An international group of scientists analyzed more than 1,200 scientific studies in which chemicals were measured in food packaging, processing equipment, tableware and reusable food containers.

A report released Thursday by the Food Packaging Forum, a non-profit organization based in Switzerland, notes that little is known about many of the 3,240 chemicals examined in these studies or their effects on people.

Manufacturers intentionally or unintentionally add these chemicals to packaging and other equipment, said Pete Myers, co-author of the report and founder and chief scientist of Environmental Health Sciences, a nonprofit advocacy group. Either way, many of these chemicals find their way into the human body, he said.

“If we don’t know what it is, we don’t know its toxicity,” Myers said. “The mix of chemicals is just too complicated for us to regulate safely.”

The new analysis, published in the journal Critical Reviews in Food Science and Nutrition, comes amid growing concerns about exposure to potentially toxic chemicals in food and water.

The Food Packaging Forum has created a searchable database of chemicals found in packaging and equipment, known as food contact materials. While many of the chemicals on the list are known hazards such as phthalates and PFAS, others have not been adequately studied, the group said, and their health effects are unclear.

Researchers were shocked to discover chemicals in food contact materials that consumers could not have known about. Only a third of the chemicals studied appeared in a previously compiled database of more than 12,000 chemicals associated with the manufacture of food contact materials.

Previous studies have found potentially dangerous PFAS “forever chemicals” in food packaging. These chemicals have been linked to a list of health problems.

Almost two-thirds of the studies analyzed in the new report focused on chemicals in plastic. Packaging makers often add chemicals without knowing the long-term ramifications, said Jessica Heiges, a UC Berkeley doctoral student who studies disposable food products such as plastic utensils and packaging and did not participate. reporting.
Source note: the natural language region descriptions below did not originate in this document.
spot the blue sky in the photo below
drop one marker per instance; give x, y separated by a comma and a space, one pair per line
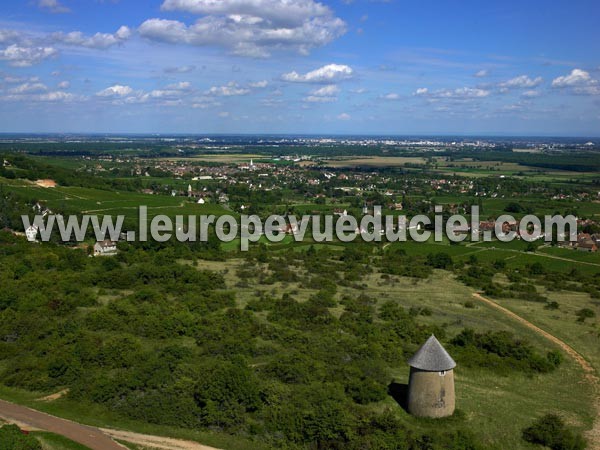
300, 66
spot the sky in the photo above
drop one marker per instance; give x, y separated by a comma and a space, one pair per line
391, 67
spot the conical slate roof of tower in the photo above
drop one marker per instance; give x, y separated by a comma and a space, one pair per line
432, 357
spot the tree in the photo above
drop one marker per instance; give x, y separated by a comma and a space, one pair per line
551, 432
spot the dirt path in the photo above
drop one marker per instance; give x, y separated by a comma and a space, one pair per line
590, 375
155, 442
31, 419
91, 437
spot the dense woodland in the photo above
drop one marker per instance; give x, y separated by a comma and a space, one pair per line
151, 336
173, 347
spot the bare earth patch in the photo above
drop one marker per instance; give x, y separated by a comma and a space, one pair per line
590, 376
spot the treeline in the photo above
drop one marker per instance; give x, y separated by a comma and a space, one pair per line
156, 340
23, 167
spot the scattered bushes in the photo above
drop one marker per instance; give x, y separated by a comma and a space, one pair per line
550, 431
501, 352
12, 438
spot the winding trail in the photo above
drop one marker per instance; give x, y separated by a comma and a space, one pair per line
590, 374
91, 437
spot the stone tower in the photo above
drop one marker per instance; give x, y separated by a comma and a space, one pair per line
431, 383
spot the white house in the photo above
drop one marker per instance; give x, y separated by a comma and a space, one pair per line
105, 248
31, 233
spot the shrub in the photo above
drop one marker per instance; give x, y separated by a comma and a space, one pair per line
585, 313
12, 438
551, 432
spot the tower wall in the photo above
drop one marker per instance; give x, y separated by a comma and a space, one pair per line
430, 394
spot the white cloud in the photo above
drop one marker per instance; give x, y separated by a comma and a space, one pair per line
319, 99
56, 96
252, 28
326, 91
522, 81
230, 90
259, 84
390, 96
457, 94
181, 86
27, 88
115, 91
283, 13
53, 6
579, 82
96, 41
577, 77
26, 56
531, 94
326, 74
7, 36
180, 69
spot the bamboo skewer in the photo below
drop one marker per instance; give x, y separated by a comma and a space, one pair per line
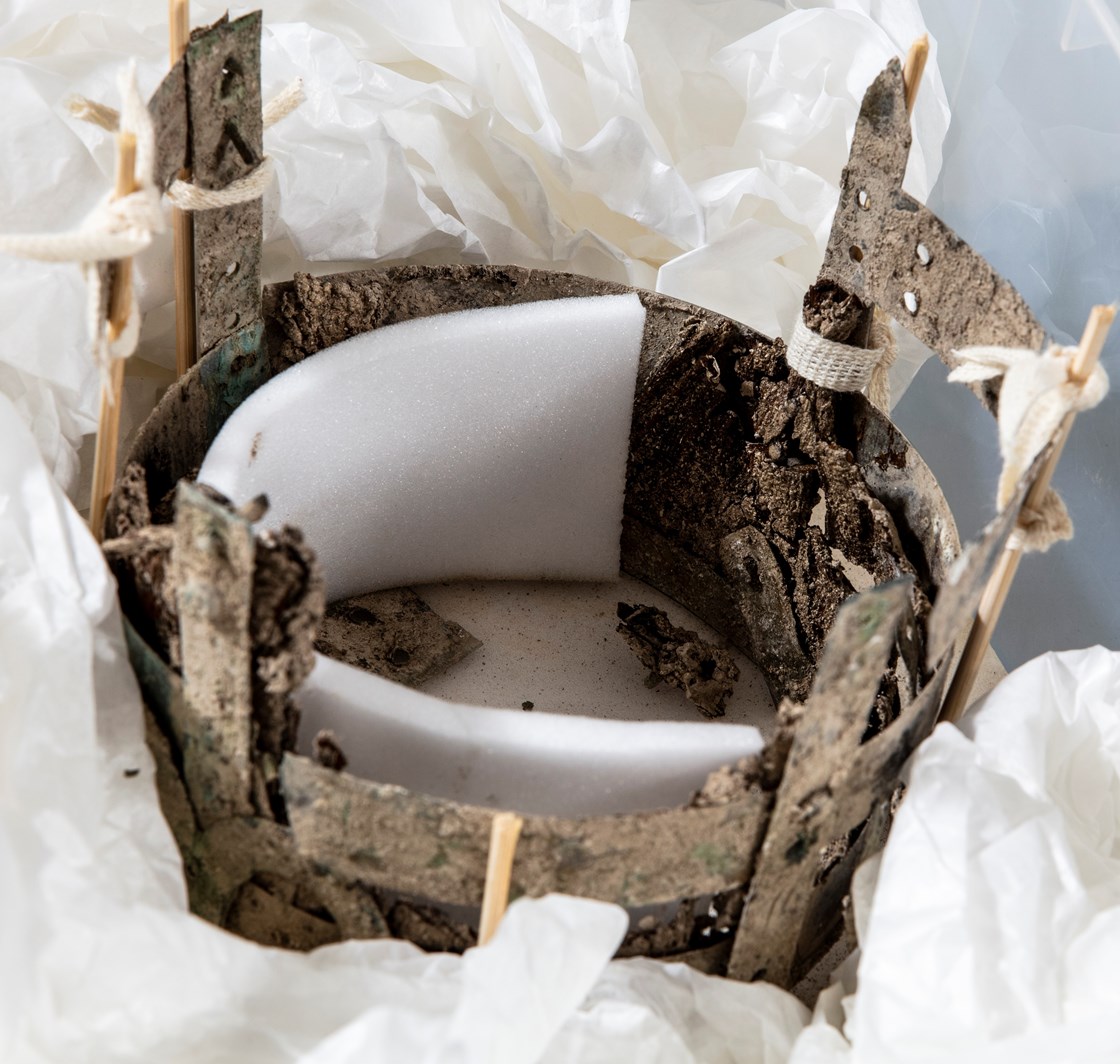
999, 584
505, 830
913, 68
120, 300
183, 225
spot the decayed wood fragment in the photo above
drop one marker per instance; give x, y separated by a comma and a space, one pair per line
394, 634
223, 65
213, 577
414, 845
703, 672
886, 246
729, 455
815, 803
244, 875
960, 595
168, 110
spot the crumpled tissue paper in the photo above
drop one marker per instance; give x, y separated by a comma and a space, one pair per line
691, 147
101, 960
994, 933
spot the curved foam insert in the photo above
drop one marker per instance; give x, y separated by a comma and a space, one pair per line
487, 442
534, 763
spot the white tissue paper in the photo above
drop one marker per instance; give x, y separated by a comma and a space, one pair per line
995, 926
101, 961
691, 147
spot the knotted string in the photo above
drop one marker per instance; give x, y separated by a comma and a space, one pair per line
1036, 395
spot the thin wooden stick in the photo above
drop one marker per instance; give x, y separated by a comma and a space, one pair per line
912, 72
505, 830
120, 300
999, 584
183, 225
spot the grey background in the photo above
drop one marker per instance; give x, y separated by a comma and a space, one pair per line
1032, 180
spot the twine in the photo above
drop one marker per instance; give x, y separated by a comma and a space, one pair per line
193, 197
115, 229
1036, 395
843, 367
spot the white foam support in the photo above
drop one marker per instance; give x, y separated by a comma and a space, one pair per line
534, 763
485, 444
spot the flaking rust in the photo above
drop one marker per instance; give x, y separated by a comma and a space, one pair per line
754, 497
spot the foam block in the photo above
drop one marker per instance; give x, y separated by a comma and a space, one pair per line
486, 444
534, 763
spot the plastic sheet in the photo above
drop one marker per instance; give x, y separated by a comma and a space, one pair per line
694, 148
995, 924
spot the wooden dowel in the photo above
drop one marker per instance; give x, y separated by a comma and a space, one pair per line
505, 830
183, 225
120, 301
999, 584
913, 68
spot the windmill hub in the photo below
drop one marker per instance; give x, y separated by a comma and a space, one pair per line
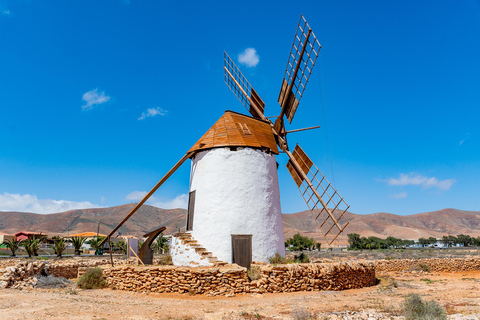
234, 204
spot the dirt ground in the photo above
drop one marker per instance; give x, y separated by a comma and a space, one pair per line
458, 293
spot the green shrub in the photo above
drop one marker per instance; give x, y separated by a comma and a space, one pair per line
414, 308
277, 259
254, 273
92, 279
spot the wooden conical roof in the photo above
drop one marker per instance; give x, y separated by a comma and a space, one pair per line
237, 130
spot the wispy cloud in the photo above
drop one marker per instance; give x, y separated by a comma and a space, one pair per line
399, 195
249, 57
152, 112
180, 201
30, 203
419, 180
93, 97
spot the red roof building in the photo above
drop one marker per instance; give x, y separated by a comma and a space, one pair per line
23, 235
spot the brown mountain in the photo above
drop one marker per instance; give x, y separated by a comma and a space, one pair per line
428, 224
422, 225
147, 218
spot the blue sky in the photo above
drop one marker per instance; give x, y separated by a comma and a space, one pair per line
99, 99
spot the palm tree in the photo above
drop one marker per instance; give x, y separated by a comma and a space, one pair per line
123, 246
78, 243
32, 245
59, 245
13, 245
95, 244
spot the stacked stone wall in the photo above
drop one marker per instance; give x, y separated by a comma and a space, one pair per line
434, 264
230, 281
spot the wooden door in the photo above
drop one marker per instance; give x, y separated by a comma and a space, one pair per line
242, 249
191, 207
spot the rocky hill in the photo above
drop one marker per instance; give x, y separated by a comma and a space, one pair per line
435, 224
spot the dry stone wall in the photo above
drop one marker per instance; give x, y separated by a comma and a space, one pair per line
434, 265
230, 280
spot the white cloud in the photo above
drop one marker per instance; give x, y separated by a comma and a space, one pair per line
419, 180
93, 97
249, 57
152, 112
180, 201
136, 195
400, 195
30, 203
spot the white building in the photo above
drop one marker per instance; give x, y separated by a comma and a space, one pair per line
234, 213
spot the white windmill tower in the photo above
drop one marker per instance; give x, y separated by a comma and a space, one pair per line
234, 213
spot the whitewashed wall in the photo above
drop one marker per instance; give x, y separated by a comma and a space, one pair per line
237, 193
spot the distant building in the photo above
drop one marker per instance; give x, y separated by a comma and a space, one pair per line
24, 235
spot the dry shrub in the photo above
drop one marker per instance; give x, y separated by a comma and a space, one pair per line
414, 308
92, 279
424, 267
166, 260
254, 273
50, 282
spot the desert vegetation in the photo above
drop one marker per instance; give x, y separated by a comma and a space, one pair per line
357, 242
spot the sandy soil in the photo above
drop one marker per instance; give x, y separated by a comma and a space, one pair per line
456, 292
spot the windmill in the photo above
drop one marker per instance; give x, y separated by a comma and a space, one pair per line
234, 210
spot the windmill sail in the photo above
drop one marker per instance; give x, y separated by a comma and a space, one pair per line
240, 86
327, 207
303, 54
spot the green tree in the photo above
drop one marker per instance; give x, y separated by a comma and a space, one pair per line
13, 245
122, 245
32, 245
392, 242
158, 245
445, 240
466, 240
354, 241
59, 245
299, 242
95, 244
423, 242
77, 243
453, 240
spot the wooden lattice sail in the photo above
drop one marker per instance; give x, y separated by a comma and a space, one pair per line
326, 205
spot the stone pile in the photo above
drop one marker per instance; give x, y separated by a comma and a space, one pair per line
434, 265
231, 280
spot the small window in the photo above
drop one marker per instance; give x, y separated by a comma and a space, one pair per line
191, 207
244, 128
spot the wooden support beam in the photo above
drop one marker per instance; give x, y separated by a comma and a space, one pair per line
162, 181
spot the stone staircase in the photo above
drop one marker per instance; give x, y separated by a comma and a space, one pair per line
188, 240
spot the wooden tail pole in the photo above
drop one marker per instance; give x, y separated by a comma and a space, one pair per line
162, 181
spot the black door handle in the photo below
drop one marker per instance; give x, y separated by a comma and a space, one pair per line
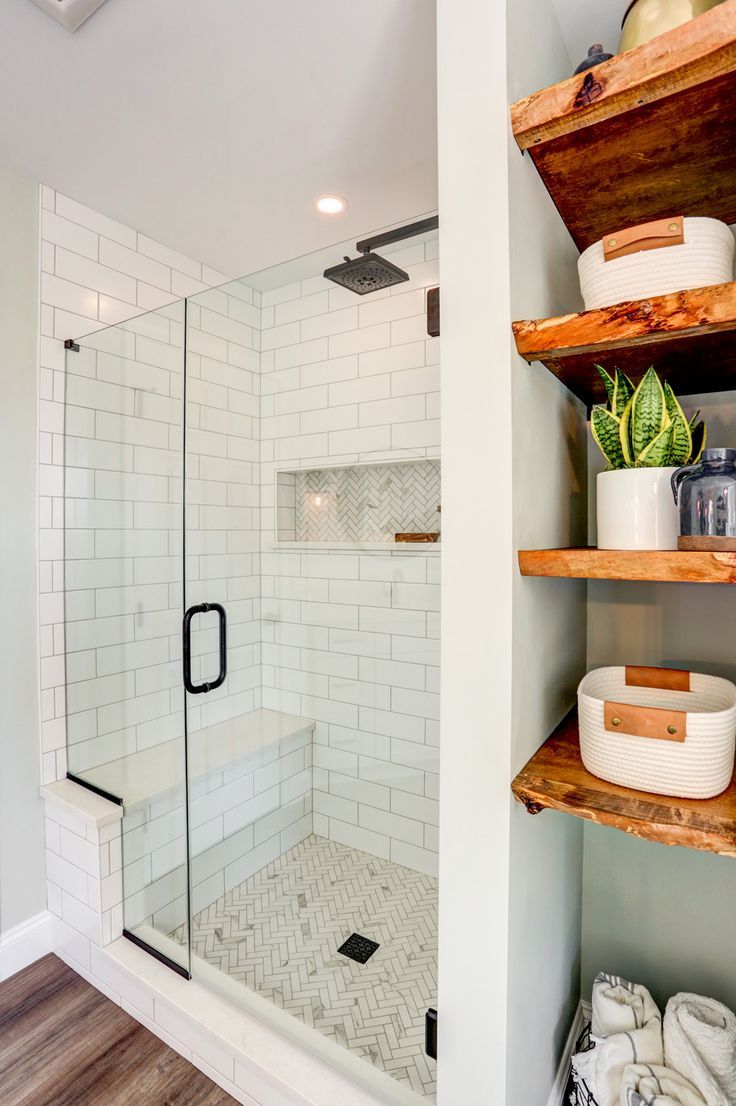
201, 608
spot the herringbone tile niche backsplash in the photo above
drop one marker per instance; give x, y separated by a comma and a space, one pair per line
368, 502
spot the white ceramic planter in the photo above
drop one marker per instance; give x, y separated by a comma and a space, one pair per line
636, 510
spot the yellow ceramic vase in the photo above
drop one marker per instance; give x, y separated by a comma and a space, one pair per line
645, 19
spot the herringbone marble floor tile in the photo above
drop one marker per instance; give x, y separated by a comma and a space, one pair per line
279, 934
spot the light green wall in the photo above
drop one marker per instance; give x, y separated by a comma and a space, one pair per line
22, 877
662, 916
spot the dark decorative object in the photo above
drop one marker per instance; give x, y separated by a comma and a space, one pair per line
431, 1033
706, 497
579, 1094
359, 948
595, 55
433, 312
589, 91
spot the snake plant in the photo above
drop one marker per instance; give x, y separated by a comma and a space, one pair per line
644, 426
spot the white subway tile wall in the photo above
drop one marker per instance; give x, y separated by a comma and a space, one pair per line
241, 816
84, 875
123, 481
352, 638
303, 376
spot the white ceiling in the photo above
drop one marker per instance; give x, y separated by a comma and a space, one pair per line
211, 125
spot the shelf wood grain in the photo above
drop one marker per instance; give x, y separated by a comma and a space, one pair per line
556, 779
652, 565
646, 135
690, 336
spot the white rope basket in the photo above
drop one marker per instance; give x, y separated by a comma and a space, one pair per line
642, 728
704, 258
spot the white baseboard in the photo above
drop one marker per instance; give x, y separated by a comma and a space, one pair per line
557, 1095
22, 945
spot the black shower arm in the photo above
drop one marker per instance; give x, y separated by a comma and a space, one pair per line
411, 230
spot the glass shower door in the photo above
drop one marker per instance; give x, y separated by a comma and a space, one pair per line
123, 598
221, 634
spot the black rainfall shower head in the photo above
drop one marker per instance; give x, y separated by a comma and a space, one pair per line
370, 272
366, 273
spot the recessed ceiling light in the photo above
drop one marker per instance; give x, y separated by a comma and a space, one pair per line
331, 205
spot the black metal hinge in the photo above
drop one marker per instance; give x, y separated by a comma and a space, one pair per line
431, 1033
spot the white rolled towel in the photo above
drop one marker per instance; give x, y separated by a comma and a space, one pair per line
651, 1085
626, 1030
700, 1042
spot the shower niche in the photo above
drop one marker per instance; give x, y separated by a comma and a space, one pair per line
365, 505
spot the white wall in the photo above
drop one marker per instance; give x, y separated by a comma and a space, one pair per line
477, 553
22, 891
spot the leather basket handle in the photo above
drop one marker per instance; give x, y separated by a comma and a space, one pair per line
666, 679
646, 236
655, 722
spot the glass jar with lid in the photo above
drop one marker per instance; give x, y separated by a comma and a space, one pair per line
705, 494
The chemicals “are terrifying because we don’t know what their impacts are,” Heiges said. “What is most alarming is this cocktail of chemicals, the way they interact with each other. Some of them persist in the environment and in our bodies while we consume them.

It’s likely that many of these unknown chemicals are harmful, said Alastair Iles, an associate professor in UC Berkeley’s department of environmental science, policy and management, also not involved in the study.

“The report only underscores our blatant ignorance when it comes to the chemicals people are exposed to every day,” he said. “If we didn’t know there were so many chemicals in packaging, what does that say about our knowledge of chemical hazards?”